Not more demos of autonomous generation.

Not bigger swarms for their own sake.

An operational layer.

That is what I am building toward with AgentOps.

HN Submission¶

Title¶

Coding agents do not do their own bookkeeping

URL¶

Use the dev.to canonical URL after publishing there, or submit the GitHub repo if posting as a Show HN.

Text Blurb¶

AgentOps is an open-source operational layer for coding agents. The core thesis is that agents do not do their own bookkeeping, so work resets every session unless you build bookkeeping, validation, primitives, and repeatable flows around them.

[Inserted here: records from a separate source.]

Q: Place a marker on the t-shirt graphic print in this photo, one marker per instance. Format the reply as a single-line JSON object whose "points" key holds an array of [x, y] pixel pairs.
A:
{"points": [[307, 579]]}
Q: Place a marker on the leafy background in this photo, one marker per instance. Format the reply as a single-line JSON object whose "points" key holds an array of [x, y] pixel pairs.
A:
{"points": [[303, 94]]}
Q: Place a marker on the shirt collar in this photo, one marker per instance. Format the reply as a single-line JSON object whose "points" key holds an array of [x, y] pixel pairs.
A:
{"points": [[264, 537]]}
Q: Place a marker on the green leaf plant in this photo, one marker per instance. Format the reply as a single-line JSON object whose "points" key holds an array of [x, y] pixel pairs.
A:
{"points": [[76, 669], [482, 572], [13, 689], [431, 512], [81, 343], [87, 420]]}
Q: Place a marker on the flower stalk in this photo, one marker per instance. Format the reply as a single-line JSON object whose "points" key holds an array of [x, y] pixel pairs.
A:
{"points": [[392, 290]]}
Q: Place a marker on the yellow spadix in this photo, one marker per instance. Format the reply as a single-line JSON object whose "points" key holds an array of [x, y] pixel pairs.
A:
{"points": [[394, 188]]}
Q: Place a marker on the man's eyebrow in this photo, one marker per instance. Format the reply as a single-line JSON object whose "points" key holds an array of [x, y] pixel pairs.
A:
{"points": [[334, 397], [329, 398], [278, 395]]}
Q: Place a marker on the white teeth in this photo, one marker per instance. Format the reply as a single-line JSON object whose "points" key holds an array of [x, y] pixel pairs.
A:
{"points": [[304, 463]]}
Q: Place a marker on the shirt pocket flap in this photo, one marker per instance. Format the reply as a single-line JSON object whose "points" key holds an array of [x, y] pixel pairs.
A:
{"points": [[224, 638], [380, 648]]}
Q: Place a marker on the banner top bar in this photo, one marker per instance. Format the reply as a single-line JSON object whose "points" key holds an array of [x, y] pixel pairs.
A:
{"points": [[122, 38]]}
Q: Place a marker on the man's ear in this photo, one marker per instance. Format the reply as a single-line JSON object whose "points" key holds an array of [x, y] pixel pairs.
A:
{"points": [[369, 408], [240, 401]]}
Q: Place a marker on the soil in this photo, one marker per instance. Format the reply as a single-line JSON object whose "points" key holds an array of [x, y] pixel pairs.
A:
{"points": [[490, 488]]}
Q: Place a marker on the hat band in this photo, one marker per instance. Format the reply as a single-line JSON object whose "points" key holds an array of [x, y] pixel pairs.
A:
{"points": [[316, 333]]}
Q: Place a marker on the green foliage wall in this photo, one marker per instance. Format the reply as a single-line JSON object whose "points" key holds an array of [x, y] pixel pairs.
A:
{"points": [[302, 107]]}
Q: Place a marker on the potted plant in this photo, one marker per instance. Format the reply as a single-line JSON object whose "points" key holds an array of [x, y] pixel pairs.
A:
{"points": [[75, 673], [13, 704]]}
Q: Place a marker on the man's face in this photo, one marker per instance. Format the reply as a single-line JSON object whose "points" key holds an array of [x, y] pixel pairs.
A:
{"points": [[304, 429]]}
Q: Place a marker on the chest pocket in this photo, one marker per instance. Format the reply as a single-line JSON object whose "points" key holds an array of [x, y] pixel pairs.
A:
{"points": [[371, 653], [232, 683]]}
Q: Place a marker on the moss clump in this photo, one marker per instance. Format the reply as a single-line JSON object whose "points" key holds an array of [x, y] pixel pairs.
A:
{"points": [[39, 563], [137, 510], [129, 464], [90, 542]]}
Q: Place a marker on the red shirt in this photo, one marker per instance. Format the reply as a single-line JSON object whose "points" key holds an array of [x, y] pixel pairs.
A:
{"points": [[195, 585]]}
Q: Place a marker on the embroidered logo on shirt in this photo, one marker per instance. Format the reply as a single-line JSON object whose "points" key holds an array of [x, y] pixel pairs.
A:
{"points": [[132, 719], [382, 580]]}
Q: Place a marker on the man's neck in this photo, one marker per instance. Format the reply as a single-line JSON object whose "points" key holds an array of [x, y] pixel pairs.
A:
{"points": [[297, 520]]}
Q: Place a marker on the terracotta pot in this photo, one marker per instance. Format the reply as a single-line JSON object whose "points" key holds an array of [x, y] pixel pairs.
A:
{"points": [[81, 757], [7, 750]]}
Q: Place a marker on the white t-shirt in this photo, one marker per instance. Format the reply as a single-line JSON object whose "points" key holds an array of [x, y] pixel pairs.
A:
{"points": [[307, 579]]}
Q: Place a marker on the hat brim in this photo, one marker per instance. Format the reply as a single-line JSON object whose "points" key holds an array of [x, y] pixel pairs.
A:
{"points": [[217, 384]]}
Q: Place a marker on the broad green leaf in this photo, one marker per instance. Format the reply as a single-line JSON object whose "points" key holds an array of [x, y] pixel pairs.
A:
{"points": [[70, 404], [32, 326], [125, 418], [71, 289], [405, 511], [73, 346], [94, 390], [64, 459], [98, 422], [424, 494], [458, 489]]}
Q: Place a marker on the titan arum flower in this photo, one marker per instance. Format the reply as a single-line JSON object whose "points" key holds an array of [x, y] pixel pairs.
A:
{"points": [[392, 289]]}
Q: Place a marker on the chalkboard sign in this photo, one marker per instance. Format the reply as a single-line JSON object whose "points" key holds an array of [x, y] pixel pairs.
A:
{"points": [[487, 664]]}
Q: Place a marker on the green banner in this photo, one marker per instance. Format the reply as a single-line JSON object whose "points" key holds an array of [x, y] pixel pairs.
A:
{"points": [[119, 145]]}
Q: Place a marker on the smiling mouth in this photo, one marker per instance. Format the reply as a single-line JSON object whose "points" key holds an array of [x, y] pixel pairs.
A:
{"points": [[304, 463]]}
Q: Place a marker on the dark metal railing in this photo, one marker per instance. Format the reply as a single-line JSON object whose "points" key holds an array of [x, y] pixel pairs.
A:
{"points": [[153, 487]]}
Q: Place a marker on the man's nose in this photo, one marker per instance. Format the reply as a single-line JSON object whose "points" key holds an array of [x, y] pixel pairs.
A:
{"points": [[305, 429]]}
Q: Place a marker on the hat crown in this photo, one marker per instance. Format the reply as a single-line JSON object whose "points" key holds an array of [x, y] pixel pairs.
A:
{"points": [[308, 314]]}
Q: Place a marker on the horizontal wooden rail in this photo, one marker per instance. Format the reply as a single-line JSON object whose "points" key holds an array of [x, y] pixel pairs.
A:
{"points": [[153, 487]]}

The post argues that the real category is not "memory" or "workflow tooling" in isolation, but an operational layer that turns raw session signal into reusable learnings, findings, validation, and better next work. It also includes the current v2.36 flow split: /rpi for one lifecycle, /evolve for the autonomous day loop, /dream for the overnight knowledge loop, and PROGRAM.md as the repo-local contract that bounds autonomous work.

Publish Checklist¶

Post the Draft section to dev.to using the front matter above.
Add a screenshot or terminal capture from README's /evolve or /dream transcript if the platform supports an image.
Submit to Hacker News using the HN title and text blurb above.
After the external URLs exist, add them to na-gtm.4 as external_ref or notes, then close the bead.